Submitted to: Theoretical and Applied Genetics
Publication Type: Peer Reviewed Journal
Publication Acceptance Date: 12/20/2003
Publication Date: 12/20/2003
Citation: Song, Q.J., Marek, L.F., Shoemaker, R.C., Lark, K.G., Consibido, V.C., Delannay, X., Specht, J.E., Cregan, P.B. 2003. A new integrated genetic linkage map of the soybean. Theoretical and Applied Genetics. v. 109. p. 122-128.

Interpretive Summary: DNA markers serve as genetic landmarks and are interspersed among the 50,000 or more genes throughout the chromosomes (also know as the genome) of the soybean. If a marker is located near a gene of interest, the marker can be used to select for the desired form of the gene. For example, the soybean breeder can use a DNA marker to identify plants that carry the form of the gene that gives resistance to a disease rather than the form that leads to susceptibility. It was the objective of this work to report the genome map position of 391 new DNA markers of a type called "simple sequence repeat" or SSR markers, so as to make these DNA markers available to the soybean research community. Many of the SSR markers were developed with the express purpose of positioning new markers in 'gaps' in the previous version of the genome map that we published in 1999. The resulting map has a total of 1849 genetic markers with only two small gaps in which no SSR marker is present. This new version of the SSR-based soybean genome map will greatly improve the ability to define the genome position of genes that control soybean traits of interest. Furthermore, the markers on the new genome map will be of use in 'marker assisted selection' to identify soybean breeding lines that possess improved characteristics. The new and augmented version of the soybean genome map will be of particular use to soybean geneticists and soybean breeders.

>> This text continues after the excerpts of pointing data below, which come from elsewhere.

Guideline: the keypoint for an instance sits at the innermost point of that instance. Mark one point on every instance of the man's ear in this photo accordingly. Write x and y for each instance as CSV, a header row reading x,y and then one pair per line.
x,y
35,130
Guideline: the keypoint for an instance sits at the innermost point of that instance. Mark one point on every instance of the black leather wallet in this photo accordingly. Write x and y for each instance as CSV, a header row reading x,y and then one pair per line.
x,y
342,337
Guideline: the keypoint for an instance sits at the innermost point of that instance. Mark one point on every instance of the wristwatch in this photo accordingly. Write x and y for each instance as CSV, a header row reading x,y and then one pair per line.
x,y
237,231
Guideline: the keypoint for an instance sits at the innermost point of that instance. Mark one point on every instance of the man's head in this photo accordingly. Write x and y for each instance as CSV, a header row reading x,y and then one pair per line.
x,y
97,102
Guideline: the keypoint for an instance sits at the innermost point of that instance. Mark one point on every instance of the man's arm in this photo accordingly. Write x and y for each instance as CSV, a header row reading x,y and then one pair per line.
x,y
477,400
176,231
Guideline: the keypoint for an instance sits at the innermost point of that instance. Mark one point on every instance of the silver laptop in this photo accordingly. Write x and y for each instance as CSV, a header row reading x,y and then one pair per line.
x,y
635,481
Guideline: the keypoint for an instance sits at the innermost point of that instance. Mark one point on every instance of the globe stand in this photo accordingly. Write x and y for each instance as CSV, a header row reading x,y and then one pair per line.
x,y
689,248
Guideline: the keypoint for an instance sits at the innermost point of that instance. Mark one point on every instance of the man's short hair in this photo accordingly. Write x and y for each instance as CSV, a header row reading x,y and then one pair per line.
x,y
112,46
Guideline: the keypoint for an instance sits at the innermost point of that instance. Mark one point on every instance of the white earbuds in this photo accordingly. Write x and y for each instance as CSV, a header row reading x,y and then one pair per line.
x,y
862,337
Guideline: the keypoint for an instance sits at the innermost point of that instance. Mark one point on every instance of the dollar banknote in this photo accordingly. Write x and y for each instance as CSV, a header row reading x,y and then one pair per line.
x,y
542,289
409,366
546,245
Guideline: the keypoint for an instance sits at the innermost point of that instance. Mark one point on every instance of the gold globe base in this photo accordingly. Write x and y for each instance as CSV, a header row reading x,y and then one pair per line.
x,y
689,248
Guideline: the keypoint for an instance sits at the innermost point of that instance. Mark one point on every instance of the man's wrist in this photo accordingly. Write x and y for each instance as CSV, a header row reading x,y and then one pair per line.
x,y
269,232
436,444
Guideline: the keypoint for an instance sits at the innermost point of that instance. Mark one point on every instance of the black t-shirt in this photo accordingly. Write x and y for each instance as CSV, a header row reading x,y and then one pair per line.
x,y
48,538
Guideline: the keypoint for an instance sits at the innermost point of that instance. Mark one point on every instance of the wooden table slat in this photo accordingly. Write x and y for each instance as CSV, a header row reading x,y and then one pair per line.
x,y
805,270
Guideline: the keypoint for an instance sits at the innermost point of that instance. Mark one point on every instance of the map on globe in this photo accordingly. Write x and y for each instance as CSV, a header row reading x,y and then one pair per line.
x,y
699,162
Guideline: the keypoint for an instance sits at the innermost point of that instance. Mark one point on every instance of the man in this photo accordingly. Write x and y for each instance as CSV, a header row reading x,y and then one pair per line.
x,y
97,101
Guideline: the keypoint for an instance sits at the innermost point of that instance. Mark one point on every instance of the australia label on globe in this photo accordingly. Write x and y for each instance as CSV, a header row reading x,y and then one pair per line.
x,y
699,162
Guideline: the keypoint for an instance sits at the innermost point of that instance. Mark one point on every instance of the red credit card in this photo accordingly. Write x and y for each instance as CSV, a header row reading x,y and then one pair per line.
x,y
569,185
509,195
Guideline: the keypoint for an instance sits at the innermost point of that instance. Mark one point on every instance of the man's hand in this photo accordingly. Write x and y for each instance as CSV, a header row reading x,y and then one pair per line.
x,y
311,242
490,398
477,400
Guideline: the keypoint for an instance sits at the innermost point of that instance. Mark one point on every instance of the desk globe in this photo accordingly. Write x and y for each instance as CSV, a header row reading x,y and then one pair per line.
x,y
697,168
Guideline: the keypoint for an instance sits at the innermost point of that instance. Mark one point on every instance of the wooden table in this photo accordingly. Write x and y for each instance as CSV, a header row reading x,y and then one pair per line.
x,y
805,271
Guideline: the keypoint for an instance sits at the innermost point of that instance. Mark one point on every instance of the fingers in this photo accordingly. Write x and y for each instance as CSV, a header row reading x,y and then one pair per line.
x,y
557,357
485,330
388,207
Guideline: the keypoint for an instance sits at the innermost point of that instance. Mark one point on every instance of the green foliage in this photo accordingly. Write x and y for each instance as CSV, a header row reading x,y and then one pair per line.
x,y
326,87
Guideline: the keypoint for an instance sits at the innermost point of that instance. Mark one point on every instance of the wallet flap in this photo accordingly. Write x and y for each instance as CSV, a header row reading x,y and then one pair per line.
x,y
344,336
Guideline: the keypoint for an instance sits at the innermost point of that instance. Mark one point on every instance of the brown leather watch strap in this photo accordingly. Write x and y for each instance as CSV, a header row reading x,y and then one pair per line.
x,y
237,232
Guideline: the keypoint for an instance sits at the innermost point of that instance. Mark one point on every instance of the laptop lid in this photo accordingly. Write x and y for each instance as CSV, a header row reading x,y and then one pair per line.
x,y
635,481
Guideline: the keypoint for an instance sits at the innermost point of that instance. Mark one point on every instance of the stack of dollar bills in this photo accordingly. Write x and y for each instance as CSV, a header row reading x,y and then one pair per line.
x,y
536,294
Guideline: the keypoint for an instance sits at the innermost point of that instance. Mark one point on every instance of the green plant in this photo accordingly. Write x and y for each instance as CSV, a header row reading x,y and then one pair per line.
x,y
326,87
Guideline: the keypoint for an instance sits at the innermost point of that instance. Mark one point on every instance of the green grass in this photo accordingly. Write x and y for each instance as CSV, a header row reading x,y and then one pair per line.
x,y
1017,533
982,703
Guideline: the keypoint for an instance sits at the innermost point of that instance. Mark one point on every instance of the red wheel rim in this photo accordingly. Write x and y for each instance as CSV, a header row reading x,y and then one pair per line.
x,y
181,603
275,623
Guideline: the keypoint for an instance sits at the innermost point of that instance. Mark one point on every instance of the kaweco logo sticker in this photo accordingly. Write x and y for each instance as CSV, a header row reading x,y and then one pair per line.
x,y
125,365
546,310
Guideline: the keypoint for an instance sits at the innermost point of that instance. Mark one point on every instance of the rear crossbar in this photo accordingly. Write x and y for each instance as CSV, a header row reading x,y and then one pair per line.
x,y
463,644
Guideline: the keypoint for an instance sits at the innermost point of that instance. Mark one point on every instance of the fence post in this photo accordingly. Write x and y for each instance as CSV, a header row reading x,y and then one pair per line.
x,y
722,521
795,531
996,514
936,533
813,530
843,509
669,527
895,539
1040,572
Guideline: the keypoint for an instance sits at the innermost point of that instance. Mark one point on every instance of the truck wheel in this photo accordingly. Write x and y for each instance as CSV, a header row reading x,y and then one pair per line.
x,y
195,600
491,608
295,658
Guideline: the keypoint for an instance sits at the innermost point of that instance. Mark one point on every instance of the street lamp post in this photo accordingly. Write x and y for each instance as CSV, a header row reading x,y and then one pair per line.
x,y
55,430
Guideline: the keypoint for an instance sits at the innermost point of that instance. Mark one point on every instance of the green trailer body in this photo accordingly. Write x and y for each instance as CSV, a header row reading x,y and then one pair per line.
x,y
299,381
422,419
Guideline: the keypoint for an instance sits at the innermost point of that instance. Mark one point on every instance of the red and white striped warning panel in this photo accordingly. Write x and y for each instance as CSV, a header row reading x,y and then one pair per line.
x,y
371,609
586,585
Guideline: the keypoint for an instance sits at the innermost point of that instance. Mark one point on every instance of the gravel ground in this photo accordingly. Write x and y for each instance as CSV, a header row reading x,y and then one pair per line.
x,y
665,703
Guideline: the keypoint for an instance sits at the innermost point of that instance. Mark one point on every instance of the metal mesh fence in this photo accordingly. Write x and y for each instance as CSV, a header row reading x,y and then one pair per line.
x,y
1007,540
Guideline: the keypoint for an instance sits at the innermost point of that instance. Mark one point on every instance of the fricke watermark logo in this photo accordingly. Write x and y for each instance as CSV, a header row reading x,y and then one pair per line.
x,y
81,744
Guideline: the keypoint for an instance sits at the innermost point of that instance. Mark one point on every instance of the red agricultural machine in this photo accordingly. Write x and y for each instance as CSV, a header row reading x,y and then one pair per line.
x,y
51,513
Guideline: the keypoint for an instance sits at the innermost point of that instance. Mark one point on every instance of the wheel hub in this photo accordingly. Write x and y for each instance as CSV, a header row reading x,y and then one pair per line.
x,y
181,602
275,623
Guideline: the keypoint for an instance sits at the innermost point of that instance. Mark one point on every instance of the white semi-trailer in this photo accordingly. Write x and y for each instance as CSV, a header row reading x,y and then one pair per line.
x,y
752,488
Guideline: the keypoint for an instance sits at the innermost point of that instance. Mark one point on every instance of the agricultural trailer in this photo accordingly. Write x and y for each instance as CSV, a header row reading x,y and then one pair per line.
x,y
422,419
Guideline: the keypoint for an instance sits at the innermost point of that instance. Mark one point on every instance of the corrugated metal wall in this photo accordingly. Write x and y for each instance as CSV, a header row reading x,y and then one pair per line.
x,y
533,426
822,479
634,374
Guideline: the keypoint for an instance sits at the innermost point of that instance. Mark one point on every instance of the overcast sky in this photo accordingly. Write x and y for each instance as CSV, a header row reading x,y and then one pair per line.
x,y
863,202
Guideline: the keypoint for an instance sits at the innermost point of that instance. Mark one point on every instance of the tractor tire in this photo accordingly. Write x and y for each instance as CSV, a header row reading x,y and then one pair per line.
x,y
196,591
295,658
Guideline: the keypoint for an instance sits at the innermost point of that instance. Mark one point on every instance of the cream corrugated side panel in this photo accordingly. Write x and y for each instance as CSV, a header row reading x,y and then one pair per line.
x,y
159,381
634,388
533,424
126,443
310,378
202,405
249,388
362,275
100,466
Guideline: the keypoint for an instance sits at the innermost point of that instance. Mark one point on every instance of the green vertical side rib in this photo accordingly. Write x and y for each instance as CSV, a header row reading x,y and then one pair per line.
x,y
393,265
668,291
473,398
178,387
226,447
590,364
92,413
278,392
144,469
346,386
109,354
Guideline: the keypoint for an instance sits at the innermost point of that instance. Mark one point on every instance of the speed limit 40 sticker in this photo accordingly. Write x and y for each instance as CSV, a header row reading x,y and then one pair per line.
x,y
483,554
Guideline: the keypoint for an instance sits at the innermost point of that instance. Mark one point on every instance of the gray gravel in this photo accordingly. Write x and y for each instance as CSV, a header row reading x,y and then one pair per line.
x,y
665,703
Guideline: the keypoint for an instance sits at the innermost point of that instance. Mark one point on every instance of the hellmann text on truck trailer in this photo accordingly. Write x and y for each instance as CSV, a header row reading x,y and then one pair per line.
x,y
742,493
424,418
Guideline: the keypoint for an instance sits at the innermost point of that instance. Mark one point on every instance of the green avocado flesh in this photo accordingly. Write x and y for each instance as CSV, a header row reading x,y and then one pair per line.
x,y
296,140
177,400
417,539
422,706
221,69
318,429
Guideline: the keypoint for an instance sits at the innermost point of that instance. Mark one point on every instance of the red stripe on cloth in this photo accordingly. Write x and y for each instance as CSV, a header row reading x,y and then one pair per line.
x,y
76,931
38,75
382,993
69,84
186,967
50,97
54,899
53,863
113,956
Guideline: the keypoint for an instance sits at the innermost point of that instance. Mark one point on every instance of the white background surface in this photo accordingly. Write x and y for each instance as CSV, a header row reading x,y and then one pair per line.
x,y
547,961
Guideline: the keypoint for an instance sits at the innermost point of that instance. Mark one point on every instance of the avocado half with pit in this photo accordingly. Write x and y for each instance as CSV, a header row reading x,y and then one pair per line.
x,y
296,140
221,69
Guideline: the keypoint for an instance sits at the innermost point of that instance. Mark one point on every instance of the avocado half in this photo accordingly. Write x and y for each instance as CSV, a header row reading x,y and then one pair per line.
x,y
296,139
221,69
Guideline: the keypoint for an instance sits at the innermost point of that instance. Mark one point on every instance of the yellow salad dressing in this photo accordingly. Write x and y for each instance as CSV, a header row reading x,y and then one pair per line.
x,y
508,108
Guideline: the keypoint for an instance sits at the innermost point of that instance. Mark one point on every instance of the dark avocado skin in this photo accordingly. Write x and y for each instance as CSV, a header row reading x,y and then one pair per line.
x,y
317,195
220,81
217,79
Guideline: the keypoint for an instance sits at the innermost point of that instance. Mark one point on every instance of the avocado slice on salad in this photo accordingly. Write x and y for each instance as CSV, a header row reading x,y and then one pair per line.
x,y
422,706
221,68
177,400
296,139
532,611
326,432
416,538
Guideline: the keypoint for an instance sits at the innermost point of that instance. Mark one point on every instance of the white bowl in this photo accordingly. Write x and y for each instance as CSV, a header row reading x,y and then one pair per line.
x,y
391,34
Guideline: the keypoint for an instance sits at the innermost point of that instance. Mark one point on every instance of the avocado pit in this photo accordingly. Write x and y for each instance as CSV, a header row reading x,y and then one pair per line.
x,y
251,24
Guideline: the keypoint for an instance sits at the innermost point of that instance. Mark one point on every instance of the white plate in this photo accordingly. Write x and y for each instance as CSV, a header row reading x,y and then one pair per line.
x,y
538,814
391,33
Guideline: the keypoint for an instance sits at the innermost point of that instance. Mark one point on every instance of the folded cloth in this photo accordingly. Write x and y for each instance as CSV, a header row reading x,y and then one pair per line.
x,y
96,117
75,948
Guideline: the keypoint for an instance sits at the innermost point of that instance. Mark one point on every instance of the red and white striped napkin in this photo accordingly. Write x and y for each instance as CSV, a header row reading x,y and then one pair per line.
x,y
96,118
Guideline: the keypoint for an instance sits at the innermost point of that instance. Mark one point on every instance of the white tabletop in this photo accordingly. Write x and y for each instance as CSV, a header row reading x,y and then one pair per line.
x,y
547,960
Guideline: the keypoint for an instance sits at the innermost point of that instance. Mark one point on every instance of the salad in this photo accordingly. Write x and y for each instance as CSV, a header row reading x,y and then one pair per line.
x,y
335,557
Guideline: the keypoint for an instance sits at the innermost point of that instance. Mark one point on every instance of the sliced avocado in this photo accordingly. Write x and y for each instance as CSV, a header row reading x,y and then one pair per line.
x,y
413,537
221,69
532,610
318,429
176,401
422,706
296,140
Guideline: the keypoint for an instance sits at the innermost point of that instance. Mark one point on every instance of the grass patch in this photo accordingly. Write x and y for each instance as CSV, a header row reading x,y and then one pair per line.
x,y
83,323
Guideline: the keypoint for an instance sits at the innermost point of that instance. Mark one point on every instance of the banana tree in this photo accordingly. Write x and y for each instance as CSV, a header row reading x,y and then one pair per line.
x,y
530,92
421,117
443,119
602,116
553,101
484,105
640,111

Technical Abstract: A total of 391 simple sequence repeat (SSR) markers designed from genomic DNA libraries, 24 derived from existing GenBank genes or ESTs, and five derived from BAC-end sequences were developed. In contrast to SSRs derived from EST sequence, those derived from genomic libraries were a superior source of polymorphic markers, given that the mean number of tandem repeats in the former was significantly less than that of the latter (p<0.01). The 420 newly developed SSRs were mapped in one or more of five soybean mapping populations: Minsoy × Noir 1, Minsoy × Archer, Archer ×Noir 1, Clark × Harosoy, and A81-356022 × PI468916. The JoinMap software package was used to combine the five maps into an integrated genetic map spanning 2523.6 cM of Kosambi map distance across 20 linkage groups that contained1849 markers, including 1015 SSRs, 709 RFLPs, 73 RAPDs, 24 classical traits, six AFLPs, ten isozymes, and 12 others. The number of new SSR markers added to each linkage group ranged from 12 to 29. In the integrated map, the ratio of SSR marker number to linkage group map distance did not differ among 18 of the 20 linkage groups, however, the SSRs were not uniformly spaced over a linkage group. Clusters of SSRs with very limited recombination were frequently present. These clusters of SSRs may be indicative of gene-rich regions of soybean, as has been suggested by a number of recent studies indicating the significant association of genes and SSRs. Development of SSR markers from map-referenced BAC clones was a very effective means of targeting markers to marker-scarce positions in the genome.